If you are really experienced, and can work the horse in a very small paddock or indoor school, you will be amazed at the difference it makes if you take the horse’s bit out and attach the reins to the rings of a drop noseband. Lead the horse about for a few minutes without the bit in its mouth. Talk to it, stroke it, gain its confidence.
Now mount but keep your seat out of the saddle, and your weight forward and a little to the inside as you ride on a 20m (22 yd) circle. Keep both reins in your outside hand and stroke the horse’s neck with your free hand. Ask the horse to walk on with your voice, keeping your weight out of the saddle and forward, the reins loose and your free hand stroking.

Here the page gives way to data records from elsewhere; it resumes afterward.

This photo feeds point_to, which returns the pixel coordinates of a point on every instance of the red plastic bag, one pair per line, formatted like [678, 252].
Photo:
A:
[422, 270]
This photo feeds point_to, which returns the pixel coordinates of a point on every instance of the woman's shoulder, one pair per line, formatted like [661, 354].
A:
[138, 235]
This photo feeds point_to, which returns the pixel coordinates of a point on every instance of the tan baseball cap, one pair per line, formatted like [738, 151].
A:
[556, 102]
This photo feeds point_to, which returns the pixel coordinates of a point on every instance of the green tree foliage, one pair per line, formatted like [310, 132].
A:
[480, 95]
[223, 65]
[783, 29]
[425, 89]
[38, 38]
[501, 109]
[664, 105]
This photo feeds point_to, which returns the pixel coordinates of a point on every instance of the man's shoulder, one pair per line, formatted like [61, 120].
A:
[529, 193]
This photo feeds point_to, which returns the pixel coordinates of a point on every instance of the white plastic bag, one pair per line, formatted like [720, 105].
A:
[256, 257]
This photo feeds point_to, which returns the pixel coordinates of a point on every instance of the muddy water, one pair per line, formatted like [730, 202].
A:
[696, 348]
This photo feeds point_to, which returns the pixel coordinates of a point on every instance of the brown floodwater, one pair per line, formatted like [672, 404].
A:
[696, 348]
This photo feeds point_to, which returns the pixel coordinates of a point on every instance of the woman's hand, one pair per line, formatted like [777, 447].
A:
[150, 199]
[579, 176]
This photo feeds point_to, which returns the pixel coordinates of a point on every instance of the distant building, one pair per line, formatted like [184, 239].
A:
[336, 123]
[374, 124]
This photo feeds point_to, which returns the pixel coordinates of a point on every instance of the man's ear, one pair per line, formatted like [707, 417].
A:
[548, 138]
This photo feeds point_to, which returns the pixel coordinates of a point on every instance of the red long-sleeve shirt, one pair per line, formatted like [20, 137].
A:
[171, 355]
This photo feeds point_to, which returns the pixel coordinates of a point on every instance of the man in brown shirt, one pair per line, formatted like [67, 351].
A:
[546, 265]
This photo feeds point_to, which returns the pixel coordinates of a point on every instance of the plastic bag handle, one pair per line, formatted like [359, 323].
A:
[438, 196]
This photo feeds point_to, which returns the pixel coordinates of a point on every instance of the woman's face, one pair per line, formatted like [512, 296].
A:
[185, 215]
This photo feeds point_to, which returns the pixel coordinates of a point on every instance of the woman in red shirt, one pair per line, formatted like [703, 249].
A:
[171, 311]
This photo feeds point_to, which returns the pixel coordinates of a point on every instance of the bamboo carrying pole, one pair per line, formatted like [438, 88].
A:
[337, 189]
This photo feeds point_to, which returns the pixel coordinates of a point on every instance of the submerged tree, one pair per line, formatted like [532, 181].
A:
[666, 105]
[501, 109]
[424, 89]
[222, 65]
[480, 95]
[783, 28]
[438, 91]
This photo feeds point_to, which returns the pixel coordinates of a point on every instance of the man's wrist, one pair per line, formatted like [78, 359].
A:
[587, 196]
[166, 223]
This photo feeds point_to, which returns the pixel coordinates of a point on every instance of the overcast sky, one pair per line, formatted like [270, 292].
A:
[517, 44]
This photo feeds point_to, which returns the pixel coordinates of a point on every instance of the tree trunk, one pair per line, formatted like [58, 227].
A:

The horse will be very puzzled, its ears flicking rapidly backwards and forwards, its muscles tense under you. If the horse trots, stay forward. Do not attempt to hold it back, just put one rein in each hand and guide it gently on the circle with your inside rein. Keep your seat out of the saddle and talk quietly.
Change direction without holding the horse back. If it canters, again keep your seat out of the saddle, stay on a big circle, sit in balance and talk to the horse and stroke its neck. When it trots of its own accord, begin to change direction frequently and go on doing this until the horse walks of its own accord. Depending on the horse (and rider), it will take from ten minutes to half an hour using this method to have a relaxed horse going quietly at the pace you want. A rider who tightens the reins or gets out of balance with the horse for even a second will hinder the progress.
I have done this myself literally hundreds of times and the results are really spectacular and often instant. I particularly remember once, when l was teaching in Ireland, I had a boy of about twenty in the class, on a very hot chestnut Thoroughbred that was creating havoc and throwing itself about. I took the bit out and rode the horse myself, exactly as described. It honestly went like a lamb and in ten minutes was relaxed and happy. The class were astounded and from then on believed every word I said and treated me with great reverence! The boy rode well enough to carry out the same procedure himself and it worked for him too.
l do exactly the same thing with horses and ponies that hot up and rush in jumping. Work them on the flat until they settle, then introduce jumping stands without poles. Never try to hold these horses back. Change direction to slow them down. When they no longer hurry at all when working between stands, put a pole on the ground and go over that, gradually working up until you have three or four very small cross poles, close together, but not in line, in the schooling area.
Never jump more than one fence at a time. Circle or change direction after each jump and always work in the same rhythm of rising trot. School the horse until it will keep this rhythm of its own accord. Trot away from the schooling area and jump other fences, coming in on a half-circle. Be careful not to go beyond the centre line of the fence in the approach, and follow the curve of the circle on landing. Never jump another fence until you have a calm horse going in the same, even rhythm. If the horse rushes, it must go back to the schooling area until it has completely settled again.
If you do not have a small safe, enclosed area, leave the bit in but put a second pair of reins on the noseband and ride with these, using the bit rein only in an emergency.
Obviously, an older horse that has rushed and been held back all its life will take longer to train, but if the rider is confident and has enough balance and feel, it is surprising how quickly even this sort of horse will improve. It is essential to be able to sit in balance with the horse at all times, and change your weight and rein aids very gradually and with perfect co-ordination. ‘Think’ what you want and be conscious of the feel and mood of the horse under you. Notice the gradual change from a tense horse with high head carriage, quickly moving ears, stiffness in the back, jerky gaits and noisy ‘hard’ footfalls to a softer ride with a lower head carriage, calmer ears and quieter, gentler footfalls.
The horse will be mentally and physically happier more comfortable and calmer to ride, so will be more responsive to your wishes. A tense horse is Often so worried that it does not listen to your aids. It then gets punished for its ‘disobedience’ and soon becomes a mental wreck!